Ils sont à la tête de grands groupes ou de petites rédactions mais restent quasiment invisibles de la littérature scientifique. Julie Sedel, chercheuse au sein de l’unité mixte de recherche Sociétés, acteurs, gouvernement en Europe, s’est intéressée aux dirigeants de médias à travers un ouvrage du même nom. Paru en mai 2021, il dresse un portrait de ces acteurs peu étudiés au rôle essentiel.
14/06/2021
Julie Sedel travaille sur le journalisme depuis 20 ans, son intérêt pour les dirigeants de médias nait en 2010 lorsqu’un chercheur américain lui propose de participer à une enquête sur l’actionnariat de presse en s’occupant de la partie française. « Un directeur éditorial d’un hebdomadaire politique m’a demandé ce que j’appelais dirigeants de médias ? J’ai décidé de prendre la question à bras le corps », souligne la chercheuse qui remarque qu’il existe peu d’écrits en France sur le sujet. « Il y a des travaux historiques plus sur des personnalités exemplaires ou les grandes figures patronales ou alors des écrits dénonciateurs, mais pas de juste milieu. »
Pour actualiser les données sur le patronat des médias, Julie Sedel décide de l’aborder de manière collective afin de dégager ses caractéristiques. Elle vise les directeurs éditoriaux à la tête des rédactions mais aussi les PDG de médias ou de groupes de médias de la presse nationale essentiellement parisienne. « Souvent dans les études, on s’attache à l’un ou à l’autre, j’ai voulu les mettre dans le même groupe. »
14% de femmes
Age, sexe, diplôme, trajectoires… la chercheuse s’intéresse ainsi à 93 dirigeants, soit une soixantaine de médias de tailles différentes comme Le Monde, TF1, Mediapart, Politis… qu’elle étudie sur l’année 2016. « C’est une population qui change beaucoup avec un fort turnover. » Seules 14% sont des femmes dont certaines résultent des politiques de parité de l’audiovisuel publique. « Une part semblable à celle des élites », note la chercheuse qui précise que « souvent, elles reprennent à leur compte les qualités associées au monde masculin.

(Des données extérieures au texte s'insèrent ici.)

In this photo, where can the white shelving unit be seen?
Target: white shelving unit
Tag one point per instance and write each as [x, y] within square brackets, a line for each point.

Un monde qui s’impose également par un rythme de vie laissant peu de place au temps domestique. »
Autre constat : c’est une population très diplômée issue généralement de la classe moyenne et supérieure avec une surreprésentation de Sciences Po Paris. « Ils sont tous de nationalité française et seulement 10% sont nés hors de France. » Ils ont la cinquantaine ou plus, 7% ont moins de 40 ans, un âge proche de celui des dirigeants politiques. Côté salaire, il varie en fonction de la taille des structures ou entre dirigeants de groupes privés et publics. « Par exemple, celui de TF1 gagne deux fois plus que celle de France télévisions. » Le recrutement se fait souvent sur la réputation ou les collaborations antérieures.
« La direction est un espace carrefour »
« En conclusion, j’ai essayé de montrer que la direction est un espace carrefour, pour lequel j’ai retenu cinq filières d’accès : la première journalistique, la seconde militante, des journalistes plus âgés militants dans leur jeunesse qui rejoignent le champ politique ou inversement. » Des intellectuels dirigeants au profil de lettrés issus de grandes écoles comme l’Ecole normale supérieure. La filière économique sur le versant management, gestion, administration, le plus souvent à la direction de grands groupes, venant de grande écoles de commerce.
Et enfin, moins nombreux mais souvent à la direction de très grands groupes, d’anciens hauts fonctionnaires qui ont basculé dans le monde économique. « Ils ont travaillé dans un cabinet ministériel, ont des décorations de type légion d’honneur », précise Julie Sedel qui prépare déjà un deuxième livre qui synthétisera ses travaux sur le sujet.